Controlling a Mesos Framework

November 12th, 2017 • No Comments

Note: This is purely for fun, and only representing early results.

It is possible to combine more traditional scheduling and resource managers like OpenLava with DCOS like Mesos [1]. The basic implementation which glues OpenLava and Mesos together is very simple: as long as jobs are in the queue(s) of the HPC/HTC scheduler it will try to consume offers presented by Mesos to run these jobs on. There is a minor issue with that however: the framework is very greedy, and will consume a lot of offers from Mesos (So be aware to set quotas etc.).

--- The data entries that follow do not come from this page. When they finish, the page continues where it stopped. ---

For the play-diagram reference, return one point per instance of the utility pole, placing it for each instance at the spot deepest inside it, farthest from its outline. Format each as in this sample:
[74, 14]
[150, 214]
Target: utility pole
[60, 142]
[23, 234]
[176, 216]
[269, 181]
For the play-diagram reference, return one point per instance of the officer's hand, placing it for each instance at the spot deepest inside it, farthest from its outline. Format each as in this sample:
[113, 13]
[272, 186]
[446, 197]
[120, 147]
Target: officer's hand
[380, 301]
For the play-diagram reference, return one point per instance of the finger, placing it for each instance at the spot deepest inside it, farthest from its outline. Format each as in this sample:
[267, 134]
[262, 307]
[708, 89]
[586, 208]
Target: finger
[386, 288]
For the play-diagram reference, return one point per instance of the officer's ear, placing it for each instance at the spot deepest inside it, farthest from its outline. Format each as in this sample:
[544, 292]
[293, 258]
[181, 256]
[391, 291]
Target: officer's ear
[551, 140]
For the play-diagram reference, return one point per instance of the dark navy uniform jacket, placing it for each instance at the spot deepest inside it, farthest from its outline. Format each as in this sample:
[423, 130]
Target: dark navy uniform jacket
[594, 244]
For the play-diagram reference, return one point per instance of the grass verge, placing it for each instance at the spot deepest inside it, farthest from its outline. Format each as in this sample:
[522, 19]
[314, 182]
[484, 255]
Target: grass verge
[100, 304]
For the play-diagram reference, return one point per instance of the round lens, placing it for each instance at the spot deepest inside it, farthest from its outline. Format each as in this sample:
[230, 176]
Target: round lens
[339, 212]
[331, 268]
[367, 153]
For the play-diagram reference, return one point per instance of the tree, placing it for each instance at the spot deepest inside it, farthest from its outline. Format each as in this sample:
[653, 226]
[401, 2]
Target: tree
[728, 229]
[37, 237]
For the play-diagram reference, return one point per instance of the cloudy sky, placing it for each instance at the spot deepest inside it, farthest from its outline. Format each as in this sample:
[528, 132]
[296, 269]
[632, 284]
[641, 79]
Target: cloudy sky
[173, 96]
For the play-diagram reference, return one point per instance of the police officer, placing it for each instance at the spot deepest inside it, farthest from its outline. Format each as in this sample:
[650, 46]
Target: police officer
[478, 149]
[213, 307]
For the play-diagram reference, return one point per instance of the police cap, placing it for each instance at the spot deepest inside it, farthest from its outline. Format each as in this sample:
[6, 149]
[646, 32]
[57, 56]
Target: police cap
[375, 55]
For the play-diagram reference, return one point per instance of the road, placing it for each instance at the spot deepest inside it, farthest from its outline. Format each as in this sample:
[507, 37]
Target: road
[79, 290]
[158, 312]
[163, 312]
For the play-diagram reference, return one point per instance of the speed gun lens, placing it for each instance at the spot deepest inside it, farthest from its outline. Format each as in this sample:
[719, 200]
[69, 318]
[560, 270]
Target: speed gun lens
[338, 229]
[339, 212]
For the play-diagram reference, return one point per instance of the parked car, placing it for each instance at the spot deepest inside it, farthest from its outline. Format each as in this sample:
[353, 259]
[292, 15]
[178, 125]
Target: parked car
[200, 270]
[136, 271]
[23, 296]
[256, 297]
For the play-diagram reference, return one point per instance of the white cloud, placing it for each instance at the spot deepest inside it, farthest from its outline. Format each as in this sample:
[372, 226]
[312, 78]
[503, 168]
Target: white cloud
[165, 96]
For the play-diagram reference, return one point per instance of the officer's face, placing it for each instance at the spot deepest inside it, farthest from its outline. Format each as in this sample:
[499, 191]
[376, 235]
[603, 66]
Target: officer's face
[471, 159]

To control how many offers/tasks the Framework needs to dispatch the jobs in the queue of the HPC/HTC scheduler we can use a simple PID controller. By applying a bit of control we can tame the framework as the following the diagram shows:

(Click to enlarge)

We define the ratio between running and pending jobs as a possible target or the controller (Accounting for a division by zero). Given this, we can set the PID controller to try to keep the system at the ratio of e.g. 0.3 as a target (semi-randomly picked).

For example: if 10 jobs are running, while 100 are in the queue pending, the ratio will be 0.1 and we need to take more resource offers from Mesos. More offers, means more resources available for the jobs in the queues – so the number of running jobs will increase. Let’s assume a stable number of jobs in the queue, so e.g. the system will now be running 30 jobs and 100 jobs are in the queue. This represent the steady state and the system is happy. If the number of jobs in the queues decreases the system will need less resources to process them. For example 30 jobs are running, while 50 are pending gives us a ratio of 0.6. As this is a higher ratio than the specified target, the system will decrease the number of tasks needed from Mesos.

This approach is very agnostic to job execution times too. Long running jobs will lead to more jobs in the queue (as they are blocking resources) and hence decreasing the ratio, leading to the framework picking up more offers. Short running jobs will lead to the number of pending jobs decreasing faster and hence a higher ratio, which in turn will lead to the framework disregarding resources offered to it.

And all the magic is happening very few lines of code running in a thread:

def run(self):
    while not self.done:
        error = self.target - self.current  # target = 0.3, self.current == ratio from last step
        goal = self.pid_ctrl.step(error)  # call the PID controller
        self.current, pending = self.scheduler.get_current()  # get current ratio from the scheduler
        self.scheduler.goal = max(0, int(goal))  # set the new goal of # of needed tasks.
        time.sleep(1)

The PID controller itself is super basic:

class PIDController(object):
    """
    Simple PID controller.
    """

    def __init__(self, prop_gain, int_gain, dev_gain, delta_t=1):
        # P/I/D gains
        self.prop_gain = prop_gain
        self.int_gain = int_gain
        self.dev_gain = dev_gain

        self.delta_t = delta_t

        self.i = 0
        self.d = 0
        self.prev = 0

    def step(self, error):
        """
        Do some work & progress.
        """
        self.i += self.delta_t * error
        self.d = (error - self.prev) / self.delta_t
        self.prev = error

        tmp = \
            self.prop_gain * error + \
            self.int_gain * self.i + \
            self.dev_gain * self.d
        return tmp

I can recommend the following book on control theory btw: Feedback Control for Computer Systems.